For the first time in years, I finally feel able to watch a Whitehouse press briefings. In fact, I am now watching them almost daily. I prefer C-Span. I want to hear what is said without the talking head summaries and commentaries. All that added chatter rattles my concussed brain and raises my blood pressure. I appreciate and respect good journalism. After four years of the Abuser-in-Chief though, I prefer my information straight and unfiltered. I want to be informed, but I am just beginning to unravel the PTSD and layers of emotional distress of the last administration.
And so, this winter, more than any in memory, is one to hunker down. We have filled the gas tank in our Prius up once every 3-4 weeks at most. Our trips consist of the post office drop box, bank drive-thru, occasional porch pick-ups between friends, supply deliveries to parents and medical appointments that cannot be done virtually but cannot wait. Curb-side grocery pick-ups are few, as we stocked the pantry and deep freeze throughout summer and fall. Fresh produce, dairy, coffee beans and yes, chocolate, are the primary grocery and farmer’s market pick-ups on Saturdays. A friends’ well loved ducks are laying and we are so happy to get a couple dozen farm fresh eggs each week. Their beautifully colored shells and rich golden yolks are a treasure in the midst of February’s polar vortex.

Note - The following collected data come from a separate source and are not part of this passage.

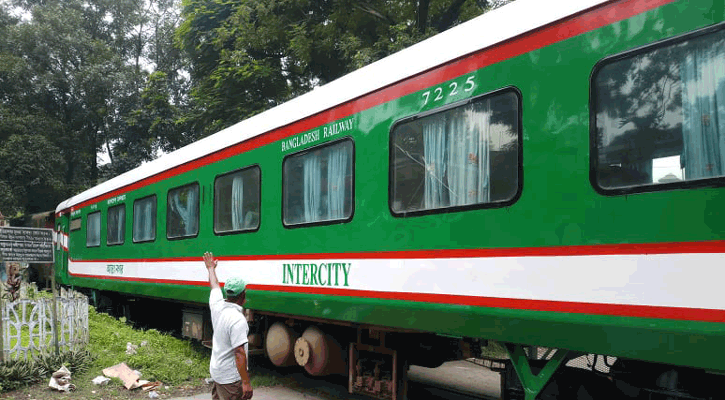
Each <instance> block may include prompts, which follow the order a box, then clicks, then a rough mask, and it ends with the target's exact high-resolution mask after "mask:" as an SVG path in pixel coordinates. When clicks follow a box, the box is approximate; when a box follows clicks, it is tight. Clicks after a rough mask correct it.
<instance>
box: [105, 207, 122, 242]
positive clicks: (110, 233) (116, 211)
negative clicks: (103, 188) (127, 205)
mask: <svg viewBox="0 0 725 400" xmlns="http://www.w3.org/2000/svg"><path fill="white" fill-rule="evenodd" d="M106 230H107V232H106V242H107V243H108V244H109V245H113V244H123V242H124V238H125V235H126V206H125V205H124V204H119V205H117V206H113V207H110V208H109V209H108V213H107V214H106Z"/></svg>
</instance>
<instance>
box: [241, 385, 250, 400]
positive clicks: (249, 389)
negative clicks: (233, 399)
mask: <svg viewBox="0 0 725 400" xmlns="http://www.w3.org/2000/svg"><path fill="white" fill-rule="evenodd" d="M252 394H253V391H252V384H251V383H249V382H244V381H242V398H243V399H245V400H246V399H251V398H252Z"/></svg>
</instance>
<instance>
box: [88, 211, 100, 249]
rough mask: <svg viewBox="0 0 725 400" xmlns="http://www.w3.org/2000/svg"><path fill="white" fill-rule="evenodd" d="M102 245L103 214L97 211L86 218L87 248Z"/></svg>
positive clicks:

So much has changed. I feel both contentment and unrest. I am content with staying home and having a quiet, focusing on the smallness of our current life. Until this pandemic, our days were so packed and structured; there was little time to “just be.” There are moments when I think I may be getting to the other side of the grief of having had to close my business. Then I think that life has been so changed since first the concussion, then the pandemic, that I will not actually know where that grief lives inside me until we return to some sort of life outside the walls of our home. Unrest comes from deep concern for our friends on the front lines: teaching, working retail and delivery, on production lines and now even vaccinated the compassion fatigue of our friends and colleagues in health care and mental health. New strains of the virus emerge. Our parents, now only partially vaccinated, while trying to be safe, still find reasons to go into the world more often than we would wish. Covid is much closer to home than the abstraction it was early on. Friends and some family have had it. Some have lived. Some sustained long term health ramifications. We now know people who did not survive.
And so, we continue to hunker down. We practice safety, double masking and using hand sanitizer for any errands or medical appointments and staying home 95% of the time. We live a “virtual life” on Zoom and devices. We await our turn for the vaccine and help less tech savvy older friends get registered for theirs. We will keep the crock pot full and warm, the tea kettle at the ready and while we wait, we find a way to keep living. Covid winter is here. Spring will come.
Well written spring will come i hold on to that thought the spring of recovery for our nation our selves and our journey. Blessings my friend aho!